From Baseline to Hunt

Now that you have established your baseline, there are many open-source methods for conducting in-depth delta analyses to help guide the hunt. While the list of approaches is long, it’s most useful to start with Powershell and SysInternals Autoruns. To do this, simply collect persistent files using sysinternals on your gold image and store those results. Next, you could execute remote scripts to collect additional autoruns collections in your environment (check out our previous blog for more information on Hunting on the Host). Compare the results of these scripts to your gold image and highlight the differences. You might get lucky and find something interesting without using any logic!

Here is a quick example of how to compare MD5 hashes from persistent files:

  1. On the gold image execute: PS>.\autorunsc.exe –a * –h | select-string MD5 | sort-object -unique > baseline-autoruns-output.txt
  2. On the target host execute: PS>.\autorunsc.exe –a * –h | select-string MD5 | sort-object -unique > target-autoruns-output.txt
  3. Compare: PS>compare-object -ReferenceObject $(get-content .\baseline-autoruns-output.txt) -DifferenceObject $(get-content .\target-autoruns-output.txt

To optimize your chances of success, you should put some logical thought into what you collect. If you store too many variables, it simply becomes too unwieldy for manual analysis, while too few risks omitting some key concepts. In the above example, we simply looked at MD5 hashes and only examined unique occurrences of a hash, but you could expand this logic. Starting with the persistent location is a great first step, but you should also consider expanding to hashes, filenames, signer information, etc. as additional useful data to enhance your comparison. If you need to utilize outlier analysis, you may want to include counts as well. There are plenty of third party applications that may not be in your baseline, but will be installed by your users. Let’s just hope malware isn’t installed broadly to ruin our outlier analysis!

 

Baselining with Endgame

Manually constructing that gold image can take significant time, especially at the enterprise scale and if there are different environments across business units. Using Endgame, you can create a baseline by investigating a clean image. As our previous posts and videos have shown, an Endgame investigation is an aggregation of hunts or surveys to include persistence, process, network, applications, user surveys, and more. Now with this baseline investigation, we can survey those production workstations and compare.

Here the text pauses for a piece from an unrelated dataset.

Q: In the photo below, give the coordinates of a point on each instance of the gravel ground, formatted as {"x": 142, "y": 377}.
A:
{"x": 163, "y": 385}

Rather than using our UI, in the referenced video I’ll show how we can do all this using our RESTful API in a few simple steps. As we hunt with Endgame, each investigation is given a unique UUID. Using the UUID from the baseline investigation and our target system investigation, we can compare all the tasks and collections that were executed through the Endgame platform. All of our collection data is stored as JSON, which enables these simple comparisons. For instance, you can look for those pesky persistent files that were not in the baseline. Any differences you find may indicate something malicious.

 

 

Conclusion

A solid baseline is necessary to executing hunts based on finding deviations from an established baseline. This approach can quickly help identify those key areas that look suspicious and reduce false positives in relatively homogenous environments. Unfortunately, most of us don’t have the luxury of obtaining a snapshot of an enterprise environment, so we need a shortcut to creating this baseline quickly and precisely to get into the more interesting aspects of the hunt. Endgame’s Investigation feature provides this shortcut, intuitively allowing you to compare the baseline investigation against an investigation with the new tasks and collections, providing a quick means to exploring any differences. For us, the API turns into an analytic haven, helping us structure that baseline and quickly leading us to potential malicious activity.